I could raise the game there to now be, according to the team, one of the best drivers in terms of feedback and pushing. So that is a very nice combination for the team and you have to understand that I am fully hungry to do so. So that is why I am here.
Q. Emotionally, does this deal feel even better because it has been so long since your last race deal?
AW: No. When you are a young guy, when you work hard to come to F1 and you have your first ever go in an F1, and you have your first test and your first race it is all tremendously exciting. So is it now.
It is very difficult for me to say what felt more special, but it definitely is special. There are more people going into space every year than there are F1 drivers and racing for Williams is a traditional team - it is super cool. I am really stoked about that.
Q. Will there be any chance to do a race drive at the end of this year?
AW: No, it hasn't been discussed. Of course it was discussed in the sense that I am a spare driver and if something happens to a driver, which I don't hope because I like Mark and Nico both, you never know what is happening in F1.
I have learned that also in my career because I started my career as a test driver replacing someone - just as Pedro de la Rosa and Robert Kubica will race this weekend. This sport is very fast moving so you should never say no. But in normal conditions I will end the season as third driver.
Q. How good was the working relationship with Mark?
AW: I worked with both, but it was good. We are professional; I have known Mark for a long time. He came into sportscar racing after me, in fact I was teammate with Bernd Schneider and that is how we met. We always had a good relationship and talked a lot, which got quite intense as soon as I moved to Williams because we are sitting in the same boat - we have to develop the car.

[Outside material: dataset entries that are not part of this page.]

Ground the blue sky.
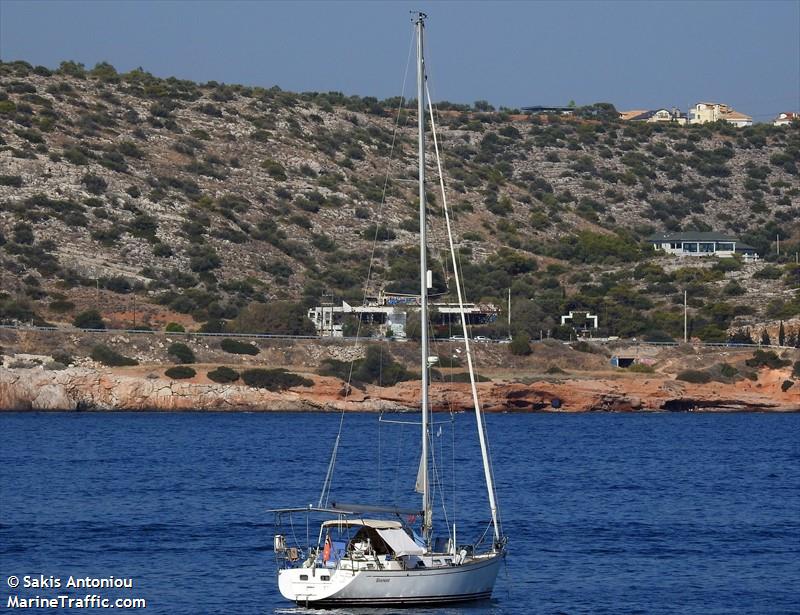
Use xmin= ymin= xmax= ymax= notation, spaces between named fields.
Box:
xmin=1 ymin=0 xmax=798 ymax=122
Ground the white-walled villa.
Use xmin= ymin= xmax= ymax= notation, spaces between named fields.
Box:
xmin=647 ymin=232 xmax=759 ymax=260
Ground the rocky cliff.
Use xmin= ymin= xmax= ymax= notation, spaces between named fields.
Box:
xmin=1 ymin=365 xmax=797 ymax=413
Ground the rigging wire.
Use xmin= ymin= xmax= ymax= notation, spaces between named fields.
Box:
xmin=425 ymin=78 xmax=504 ymax=540
xmin=426 ymin=67 xmax=505 ymax=538
xmin=318 ymin=25 xmax=416 ymax=508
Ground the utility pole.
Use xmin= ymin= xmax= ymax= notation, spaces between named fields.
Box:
xmin=684 ymin=290 xmax=688 ymax=344
xmin=132 ymin=293 xmax=136 ymax=329
xmin=777 ymin=234 xmax=780 ymax=256
xmin=507 ymin=288 xmax=511 ymax=338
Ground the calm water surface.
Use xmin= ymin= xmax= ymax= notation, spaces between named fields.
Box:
xmin=1 ymin=411 xmax=798 ymax=614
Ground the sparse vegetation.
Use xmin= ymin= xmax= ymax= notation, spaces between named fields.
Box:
xmin=165 ymin=365 xmax=196 ymax=379
xmin=241 ymin=368 xmax=312 ymax=391
xmin=167 ymin=342 xmax=196 ymax=364
xmin=509 ymin=334 xmax=531 ymax=356
xmin=73 ymin=310 xmax=105 ymax=329
xmin=0 ymin=60 xmax=796 ymax=359
xmin=91 ymin=344 xmax=138 ymax=367
xmin=745 ymin=350 xmax=791 ymax=370
xmin=207 ymin=366 xmax=240 ymax=383
xmin=676 ymin=369 xmax=712 ymax=384
xmin=220 ymin=338 xmax=260 ymax=355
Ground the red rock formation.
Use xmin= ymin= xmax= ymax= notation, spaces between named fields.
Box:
xmin=1 ymin=366 xmax=797 ymax=412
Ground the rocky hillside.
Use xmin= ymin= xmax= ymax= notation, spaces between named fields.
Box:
xmin=0 ymin=60 xmax=798 ymax=342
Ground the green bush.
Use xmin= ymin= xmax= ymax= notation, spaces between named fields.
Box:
xmin=745 ymin=350 xmax=790 ymax=370
xmin=165 ymin=322 xmax=185 ymax=332
xmin=241 ymin=368 xmax=312 ymax=391
xmin=167 ymin=342 xmax=195 ymax=364
xmin=262 ymin=159 xmax=287 ymax=180
xmin=676 ymin=369 xmax=711 ymax=384
xmin=51 ymin=350 xmax=73 ymax=366
xmin=571 ymin=341 xmax=601 ymax=354
xmin=355 ymin=345 xmax=411 ymax=386
xmin=227 ymin=301 xmax=315 ymax=336
xmin=442 ymin=372 xmax=491 ymax=383
xmin=49 ymin=299 xmax=75 ymax=313
xmin=793 ymin=361 xmax=800 ymax=379
xmin=207 ymin=366 xmax=240 ymax=383
xmin=91 ymin=344 xmax=138 ymax=367
xmin=509 ymin=334 xmax=531 ymax=356
xmin=362 ymin=224 xmax=396 ymax=241
xmin=319 ymin=345 xmax=412 ymax=387
xmin=719 ymin=363 xmax=738 ymax=378
xmin=628 ymin=363 xmax=655 ymax=374
xmin=73 ymin=309 xmax=105 ymax=329
xmin=81 ymin=173 xmax=108 ymax=195
xmin=165 ymin=365 xmax=196 ymax=380
xmin=220 ymin=338 xmax=260 ymax=355
xmin=780 ymin=380 xmax=794 ymax=392
xmin=753 ymin=265 xmax=782 ymax=280
xmin=0 ymin=175 xmax=23 ymax=187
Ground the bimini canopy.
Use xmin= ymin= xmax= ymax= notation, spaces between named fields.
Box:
xmin=375 ymin=528 xmax=424 ymax=556
xmin=321 ymin=519 xmax=403 ymax=530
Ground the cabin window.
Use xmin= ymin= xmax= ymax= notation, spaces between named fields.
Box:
xmin=684 ymin=243 xmax=698 ymax=252
xmin=699 ymin=242 xmax=714 ymax=253
xmin=670 ymin=242 xmax=681 ymax=249
xmin=367 ymin=564 xmax=375 ymax=570
xmin=717 ymin=242 xmax=733 ymax=251
xmin=300 ymin=575 xmax=308 ymax=581
xmin=320 ymin=575 xmax=330 ymax=581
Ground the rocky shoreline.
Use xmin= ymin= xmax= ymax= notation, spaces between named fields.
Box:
xmin=1 ymin=365 xmax=797 ymax=413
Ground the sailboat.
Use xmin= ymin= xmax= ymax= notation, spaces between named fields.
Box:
xmin=271 ymin=13 xmax=506 ymax=607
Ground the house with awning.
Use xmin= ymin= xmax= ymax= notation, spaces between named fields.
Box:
xmin=646 ymin=232 xmax=759 ymax=260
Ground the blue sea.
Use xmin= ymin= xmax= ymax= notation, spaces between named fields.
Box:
xmin=1 ymin=411 xmax=798 ymax=614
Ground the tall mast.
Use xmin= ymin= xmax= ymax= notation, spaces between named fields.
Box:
xmin=415 ymin=12 xmax=431 ymax=542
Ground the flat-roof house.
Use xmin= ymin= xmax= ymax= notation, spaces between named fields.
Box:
xmin=774 ymin=112 xmax=799 ymax=126
xmin=689 ymin=102 xmax=752 ymax=127
xmin=647 ymin=232 xmax=759 ymax=260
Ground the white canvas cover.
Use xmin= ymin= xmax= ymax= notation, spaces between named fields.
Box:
xmin=376 ymin=528 xmax=425 ymax=556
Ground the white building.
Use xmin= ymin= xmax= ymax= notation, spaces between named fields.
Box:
xmin=647 ymin=232 xmax=759 ymax=260
xmin=774 ymin=112 xmax=799 ymax=126
xmin=307 ymin=292 xmax=500 ymax=338
xmin=689 ymin=102 xmax=752 ymax=127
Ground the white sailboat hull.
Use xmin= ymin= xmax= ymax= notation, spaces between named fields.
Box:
xmin=278 ymin=553 xmax=503 ymax=607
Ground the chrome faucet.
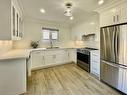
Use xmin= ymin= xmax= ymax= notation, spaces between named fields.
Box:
xmin=50 ymin=39 xmax=53 ymax=48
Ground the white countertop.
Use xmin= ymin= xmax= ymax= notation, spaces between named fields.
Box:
xmin=0 ymin=49 xmax=31 ymax=60
xmin=0 ymin=48 xmax=78 ymax=60
xmin=30 ymin=47 xmax=77 ymax=51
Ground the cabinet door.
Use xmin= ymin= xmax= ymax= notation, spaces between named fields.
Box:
xmin=12 ymin=2 xmax=18 ymax=39
xmin=100 ymin=7 xmax=122 ymax=27
xmin=100 ymin=11 xmax=114 ymax=27
xmin=90 ymin=51 xmax=100 ymax=77
xmin=55 ymin=54 xmax=65 ymax=64
xmin=55 ymin=50 xmax=68 ymax=64
xmin=44 ymin=54 xmax=55 ymax=65
xmin=15 ymin=10 xmax=19 ymax=38
xmin=11 ymin=1 xmax=22 ymax=40
xmin=12 ymin=4 xmax=16 ymax=38
xmin=120 ymin=5 xmax=127 ymax=23
xmin=31 ymin=51 xmax=44 ymax=69
xmin=68 ymin=49 xmax=77 ymax=63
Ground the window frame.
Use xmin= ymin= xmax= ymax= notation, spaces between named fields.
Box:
xmin=42 ymin=28 xmax=59 ymax=41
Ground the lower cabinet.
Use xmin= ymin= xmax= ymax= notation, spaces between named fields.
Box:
xmin=68 ymin=49 xmax=77 ymax=63
xmin=31 ymin=49 xmax=77 ymax=70
xmin=44 ymin=54 xmax=56 ymax=65
xmin=90 ymin=50 xmax=100 ymax=79
xmin=0 ymin=59 xmax=27 ymax=95
xmin=31 ymin=50 xmax=45 ymax=69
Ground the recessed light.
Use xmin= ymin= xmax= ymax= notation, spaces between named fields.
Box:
xmin=90 ymin=22 xmax=95 ymax=25
xmin=98 ymin=0 xmax=104 ymax=5
xmin=70 ymin=16 xmax=74 ymax=20
xmin=40 ymin=9 xmax=45 ymax=13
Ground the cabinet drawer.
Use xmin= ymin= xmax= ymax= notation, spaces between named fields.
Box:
xmin=91 ymin=61 xmax=100 ymax=68
xmin=91 ymin=71 xmax=100 ymax=77
xmin=32 ymin=51 xmax=44 ymax=55
xmin=91 ymin=60 xmax=100 ymax=65
xmin=45 ymin=50 xmax=55 ymax=55
xmin=45 ymin=50 xmax=66 ymax=55
xmin=91 ymin=56 xmax=100 ymax=61
xmin=91 ymin=67 xmax=100 ymax=74
xmin=44 ymin=55 xmax=55 ymax=65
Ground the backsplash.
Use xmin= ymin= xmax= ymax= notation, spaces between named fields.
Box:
xmin=0 ymin=41 xmax=13 ymax=54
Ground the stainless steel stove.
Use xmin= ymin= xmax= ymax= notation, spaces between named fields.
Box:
xmin=77 ymin=47 xmax=98 ymax=72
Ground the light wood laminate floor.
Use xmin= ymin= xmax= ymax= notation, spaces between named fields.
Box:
xmin=22 ymin=63 xmax=122 ymax=95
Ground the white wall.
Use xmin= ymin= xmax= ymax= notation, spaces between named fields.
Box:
xmin=13 ymin=13 xmax=100 ymax=49
xmin=70 ymin=13 xmax=100 ymax=49
xmin=13 ymin=18 xmax=74 ymax=49
xmin=0 ymin=41 xmax=13 ymax=54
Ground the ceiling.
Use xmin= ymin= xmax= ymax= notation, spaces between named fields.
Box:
xmin=18 ymin=0 xmax=116 ymax=24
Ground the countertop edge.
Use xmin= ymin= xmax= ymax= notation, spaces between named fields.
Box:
xmin=0 ymin=48 xmax=78 ymax=60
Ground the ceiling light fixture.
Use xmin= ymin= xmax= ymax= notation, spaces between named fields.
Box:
xmin=98 ymin=0 xmax=104 ymax=5
xmin=64 ymin=3 xmax=73 ymax=17
xmin=40 ymin=9 xmax=45 ymax=13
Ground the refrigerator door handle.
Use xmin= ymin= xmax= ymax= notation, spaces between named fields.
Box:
xmin=115 ymin=26 xmax=119 ymax=63
xmin=102 ymin=60 xmax=127 ymax=69
xmin=112 ymin=27 xmax=116 ymax=61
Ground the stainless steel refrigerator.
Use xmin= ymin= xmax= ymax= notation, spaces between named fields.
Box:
xmin=100 ymin=24 xmax=127 ymax=94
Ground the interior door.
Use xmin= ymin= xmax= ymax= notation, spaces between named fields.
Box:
xmin=101 ymin=26 xmax=116 ymax=63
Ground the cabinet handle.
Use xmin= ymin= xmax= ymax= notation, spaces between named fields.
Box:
xmin=117 ymin=15 xmax=119 ymax=22
xmin=53 ymin=55 xmax=56 ymax=59
xmin=19 ymin=33 xmax=23 ymax=38
xmin=42 ymin=56 xmax=44 ymax=60
xmin=113 ymin=16 xmax=115 ymax=23
xmin=68 ymin=53 xmax=69 ymax=57
xmin=36 ymin=51 xmax=41 ymax=53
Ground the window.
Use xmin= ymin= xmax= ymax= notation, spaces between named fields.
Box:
xmin=42 ymin=28 xmax=59 ymax=40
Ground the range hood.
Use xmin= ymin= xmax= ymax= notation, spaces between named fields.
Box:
xmin=82 ymin=33 xmax=95 ymax=41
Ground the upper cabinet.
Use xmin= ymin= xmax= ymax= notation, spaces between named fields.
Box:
xmin=120 ymin=3 xmax=127 ymax=23
xmin=100 ymin=8 xmax=120 ymax=27
xmin=98 ymin=1 xmax=127 ymax=27
xmin=0 ymin=0 xmax=23 ymax=40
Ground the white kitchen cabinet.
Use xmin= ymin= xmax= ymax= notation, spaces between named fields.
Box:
xmin=90 ymin=50 xmax=100 ymax=79
xmin=100 ymin=11 xmax=114 ymax=27
xmin=100 ymin=8 xmax=120 ymax=27
xmin=31 ymin=50 xmax=44 ymax=69
xmin=44 ymin=54 xmax=56 ymax=65
xmin=99 ymin=2 xmax=127 ymax=27
xmin=44 ymin=50 xmax=61 ymax=65
xmin=0 ymin=59 xmax=27 ymax=95
xmin=68 ymin=49 xmax=77 ymax=63
xmin=55 ymin=50 xmax=69 ymax=64
xmin=0 ymin=0 xmax=23 ymax=40
xmin=119 ymin=3 xmax=127 ymax=23
xmin=30 ymin=49 xmax=77 ymax=70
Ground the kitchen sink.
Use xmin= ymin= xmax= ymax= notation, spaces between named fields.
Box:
xmin=46 ymin=47 xmax=59 ymax=49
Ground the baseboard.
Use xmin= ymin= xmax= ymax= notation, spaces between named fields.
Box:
xmin=31 ymin=61 xmax=75 ymax=71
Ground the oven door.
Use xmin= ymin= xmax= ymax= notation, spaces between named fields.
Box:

Certainly I do that all the time, we still do it, because it is still his racing season. If he now stops working, with the speed of development now, he will feel it at the end of the season. So it is flat out all the time until you make the handshake and say okay, bye.
Q. Some teams put their test drivers to one side. Do you think Williams played closer attention to your abilities and feedback than McLaren?
AW: No. You have to actually ask the engineers that, but I know for the fact that some race drivers out there, not too many and I won't mention any names, but they are key elements of team decisions and technical developments. It is always a team effort and if a team is doing well it is not because the test driver is doing well.
If the car is bad it is not because the test driver screwed up. It is a big chain of people and very complex how you work together, but some out there - including myself - are very important for the teams and the teams appreciate it. You see the developments; it is just crucial at the moment.
Q. Is there one ability or one skill that helped you get this drive?
AW: No. If you only have one good skill then a team will not sign you. Especially not Frank! So it is a combination that has to work out and they must be comfortable that the driver line-up is Nico and myself for next year. We have to prove this with lap times, with effort, pushing the team, working with the team, but it all comes down in the end to go as quick as possible from the lights to the chequered flag. The period starts now with developing the car.
Q. What are the aspirations for next year with Toyota?
AW: Williams signed the deal and announced it last week. It is an incredible engine manufacturer, with tremendous possibilities and capacities. And we already know some facts from the engine, which is important because the car is designed. You know there is a certain period of finding each other, but having the announcement so early helps to speed up the process.